Today, almost three decades after landing in Boston and having lived many lives in many cities since, I was naturalized as a citizen of the United States of America along with 916 other immigrants from 100 countries. The grand Gatsby art deco extravagance of Oakland’s Paramount Theatre of the Arts especially added to the awe and ambiance as teary-eyed I recited the Oath of Allegiance…“I hereby declare, on oath, that I absolutely and entirely renounce and abjure all allegiance and fidelity to any foreign prince, potentate, state or sovereignty, of whom or which I have heretofore been a subject or citizen; that I will support and defend the Constitution and laws of the United States of America against all enemies, foreign and domestic; that I will bear true faith and allegiance to the same; that I will bear arms on behalf of the United States when required by the law; that I will perform noncombatant service in the armed forces of the United States when required by the law; that I will perform work of national importance under civilian direction when required by the law; and that I take this obligation freely without any mental reservation or purpose of evasion; so help me God.”
Every immigrant has their own story and ambition.
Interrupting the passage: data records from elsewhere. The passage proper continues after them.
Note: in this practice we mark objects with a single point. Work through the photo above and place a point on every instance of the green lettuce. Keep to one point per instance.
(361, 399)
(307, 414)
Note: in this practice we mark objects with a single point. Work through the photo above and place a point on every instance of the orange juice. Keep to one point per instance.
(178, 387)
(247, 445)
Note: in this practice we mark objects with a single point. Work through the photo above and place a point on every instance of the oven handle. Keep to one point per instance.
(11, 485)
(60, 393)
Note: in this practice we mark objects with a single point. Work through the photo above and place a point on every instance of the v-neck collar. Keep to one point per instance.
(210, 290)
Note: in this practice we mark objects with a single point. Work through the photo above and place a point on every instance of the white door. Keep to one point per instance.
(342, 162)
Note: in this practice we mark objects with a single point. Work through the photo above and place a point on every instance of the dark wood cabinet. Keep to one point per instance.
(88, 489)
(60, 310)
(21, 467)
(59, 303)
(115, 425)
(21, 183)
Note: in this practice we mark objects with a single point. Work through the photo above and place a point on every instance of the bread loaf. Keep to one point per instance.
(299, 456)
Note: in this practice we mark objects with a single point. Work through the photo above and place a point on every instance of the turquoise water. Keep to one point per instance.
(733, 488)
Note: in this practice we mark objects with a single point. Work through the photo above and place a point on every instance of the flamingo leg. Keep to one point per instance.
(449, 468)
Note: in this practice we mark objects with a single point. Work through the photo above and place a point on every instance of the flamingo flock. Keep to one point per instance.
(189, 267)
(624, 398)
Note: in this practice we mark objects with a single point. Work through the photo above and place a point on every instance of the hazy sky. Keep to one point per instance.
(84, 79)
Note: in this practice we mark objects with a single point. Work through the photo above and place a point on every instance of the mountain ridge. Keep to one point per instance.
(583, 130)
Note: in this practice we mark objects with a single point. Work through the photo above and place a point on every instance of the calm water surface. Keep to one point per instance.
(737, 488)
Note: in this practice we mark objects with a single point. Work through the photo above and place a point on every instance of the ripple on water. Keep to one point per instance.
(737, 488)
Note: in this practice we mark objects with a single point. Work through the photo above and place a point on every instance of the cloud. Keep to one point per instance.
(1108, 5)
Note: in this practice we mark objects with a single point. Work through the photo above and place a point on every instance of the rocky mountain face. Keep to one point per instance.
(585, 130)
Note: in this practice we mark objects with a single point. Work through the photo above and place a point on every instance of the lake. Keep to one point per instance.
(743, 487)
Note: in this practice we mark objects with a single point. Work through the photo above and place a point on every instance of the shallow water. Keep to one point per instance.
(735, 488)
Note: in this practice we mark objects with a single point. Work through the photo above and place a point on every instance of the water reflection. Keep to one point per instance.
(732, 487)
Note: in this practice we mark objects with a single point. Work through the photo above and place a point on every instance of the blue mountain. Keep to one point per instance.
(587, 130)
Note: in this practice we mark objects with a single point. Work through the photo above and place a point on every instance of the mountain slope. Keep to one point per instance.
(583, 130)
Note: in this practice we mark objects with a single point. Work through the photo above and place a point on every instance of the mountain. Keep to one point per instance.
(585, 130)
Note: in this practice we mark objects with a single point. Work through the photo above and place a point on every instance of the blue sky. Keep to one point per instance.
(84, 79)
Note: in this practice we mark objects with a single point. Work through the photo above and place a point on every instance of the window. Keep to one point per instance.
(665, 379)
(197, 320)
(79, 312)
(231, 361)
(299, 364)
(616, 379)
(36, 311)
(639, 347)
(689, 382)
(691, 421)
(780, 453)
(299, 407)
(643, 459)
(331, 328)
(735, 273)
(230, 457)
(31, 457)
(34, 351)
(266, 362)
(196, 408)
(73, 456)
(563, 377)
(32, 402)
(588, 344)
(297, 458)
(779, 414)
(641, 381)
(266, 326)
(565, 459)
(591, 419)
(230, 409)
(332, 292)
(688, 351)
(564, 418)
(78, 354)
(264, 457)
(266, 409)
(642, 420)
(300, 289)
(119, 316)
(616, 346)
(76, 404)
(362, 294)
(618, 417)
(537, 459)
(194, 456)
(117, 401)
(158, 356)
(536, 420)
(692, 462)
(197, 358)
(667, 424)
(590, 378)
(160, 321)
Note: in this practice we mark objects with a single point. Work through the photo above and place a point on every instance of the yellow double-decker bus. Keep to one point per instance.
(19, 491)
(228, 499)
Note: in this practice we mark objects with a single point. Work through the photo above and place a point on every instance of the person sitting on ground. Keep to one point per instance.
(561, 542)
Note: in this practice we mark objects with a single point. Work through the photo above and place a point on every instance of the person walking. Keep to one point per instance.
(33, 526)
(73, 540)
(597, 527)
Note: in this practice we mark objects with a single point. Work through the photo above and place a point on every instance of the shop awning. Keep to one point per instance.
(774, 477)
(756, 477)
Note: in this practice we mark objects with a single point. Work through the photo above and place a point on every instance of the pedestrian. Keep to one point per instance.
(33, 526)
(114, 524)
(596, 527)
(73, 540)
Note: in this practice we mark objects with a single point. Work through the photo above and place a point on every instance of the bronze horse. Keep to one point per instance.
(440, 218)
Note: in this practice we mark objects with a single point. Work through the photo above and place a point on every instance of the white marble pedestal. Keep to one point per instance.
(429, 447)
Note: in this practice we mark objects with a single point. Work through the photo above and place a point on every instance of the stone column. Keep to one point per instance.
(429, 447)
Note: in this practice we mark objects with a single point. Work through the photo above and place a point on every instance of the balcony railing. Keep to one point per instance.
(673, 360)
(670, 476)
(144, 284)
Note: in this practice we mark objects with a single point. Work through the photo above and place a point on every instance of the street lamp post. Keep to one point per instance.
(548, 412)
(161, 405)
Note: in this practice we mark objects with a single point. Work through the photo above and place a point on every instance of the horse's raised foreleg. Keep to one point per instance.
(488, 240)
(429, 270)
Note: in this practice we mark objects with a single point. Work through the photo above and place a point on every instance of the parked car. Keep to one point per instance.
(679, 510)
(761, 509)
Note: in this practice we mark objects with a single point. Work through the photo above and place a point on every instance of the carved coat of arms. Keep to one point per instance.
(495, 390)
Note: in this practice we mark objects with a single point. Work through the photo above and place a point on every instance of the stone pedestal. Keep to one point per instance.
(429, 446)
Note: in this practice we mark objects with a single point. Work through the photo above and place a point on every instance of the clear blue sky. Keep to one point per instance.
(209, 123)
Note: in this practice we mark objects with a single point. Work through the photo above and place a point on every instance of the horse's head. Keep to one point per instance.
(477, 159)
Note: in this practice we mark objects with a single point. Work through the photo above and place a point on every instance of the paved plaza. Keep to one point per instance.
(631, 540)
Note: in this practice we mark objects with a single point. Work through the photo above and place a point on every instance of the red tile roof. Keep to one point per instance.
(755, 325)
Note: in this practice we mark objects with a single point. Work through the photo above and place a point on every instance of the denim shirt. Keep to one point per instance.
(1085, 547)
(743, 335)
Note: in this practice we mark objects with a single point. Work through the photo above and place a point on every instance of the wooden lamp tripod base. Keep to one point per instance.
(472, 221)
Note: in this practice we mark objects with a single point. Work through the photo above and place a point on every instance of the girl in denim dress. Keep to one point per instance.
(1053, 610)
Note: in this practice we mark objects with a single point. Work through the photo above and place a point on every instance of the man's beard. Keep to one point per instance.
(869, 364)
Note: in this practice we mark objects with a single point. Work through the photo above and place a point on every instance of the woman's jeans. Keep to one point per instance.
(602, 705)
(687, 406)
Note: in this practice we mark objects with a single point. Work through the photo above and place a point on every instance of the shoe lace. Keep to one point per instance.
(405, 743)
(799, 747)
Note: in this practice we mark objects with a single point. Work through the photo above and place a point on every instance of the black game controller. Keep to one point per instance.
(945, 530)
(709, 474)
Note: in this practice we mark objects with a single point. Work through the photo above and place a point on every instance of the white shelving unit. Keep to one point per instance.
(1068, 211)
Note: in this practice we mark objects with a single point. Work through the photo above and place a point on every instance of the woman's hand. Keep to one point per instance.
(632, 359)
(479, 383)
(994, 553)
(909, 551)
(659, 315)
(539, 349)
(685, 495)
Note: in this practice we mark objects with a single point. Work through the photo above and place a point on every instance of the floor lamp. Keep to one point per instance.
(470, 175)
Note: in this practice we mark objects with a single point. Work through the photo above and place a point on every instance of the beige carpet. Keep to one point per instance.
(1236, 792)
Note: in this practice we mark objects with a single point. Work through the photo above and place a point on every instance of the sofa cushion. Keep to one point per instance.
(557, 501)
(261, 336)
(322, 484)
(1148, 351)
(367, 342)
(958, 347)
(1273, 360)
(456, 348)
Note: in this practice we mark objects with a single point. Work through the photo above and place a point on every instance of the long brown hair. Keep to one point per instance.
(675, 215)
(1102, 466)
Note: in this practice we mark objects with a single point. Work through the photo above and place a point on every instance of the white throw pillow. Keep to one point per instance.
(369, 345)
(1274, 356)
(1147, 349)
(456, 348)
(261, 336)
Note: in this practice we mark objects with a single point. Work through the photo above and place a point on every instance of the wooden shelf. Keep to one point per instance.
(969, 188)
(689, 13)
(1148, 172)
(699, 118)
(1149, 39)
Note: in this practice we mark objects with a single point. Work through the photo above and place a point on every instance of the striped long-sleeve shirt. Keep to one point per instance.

I may never truly know my father’s reason for bringing us to America though I have to believe it was moving enough to overcome inertia of leaving your home, country, and everything you know for the unknown you can only imagine. Perhaps it’s not much different from the intangible desire I have to chance a life at sea. Perhaps it’s simply the liberty to pursue a life of happiness.
There is a sense of bliss that has come with all of this…the way you may suddenly notice the absence of what was once subconsciously looming. I never fully acknowledged the possibility of being without a country but it has always been there, lingering, unresolved, looking over a shoulder.
Today, I am lighter and the feeling of freedom is as tactile as possibility of life beyond borders.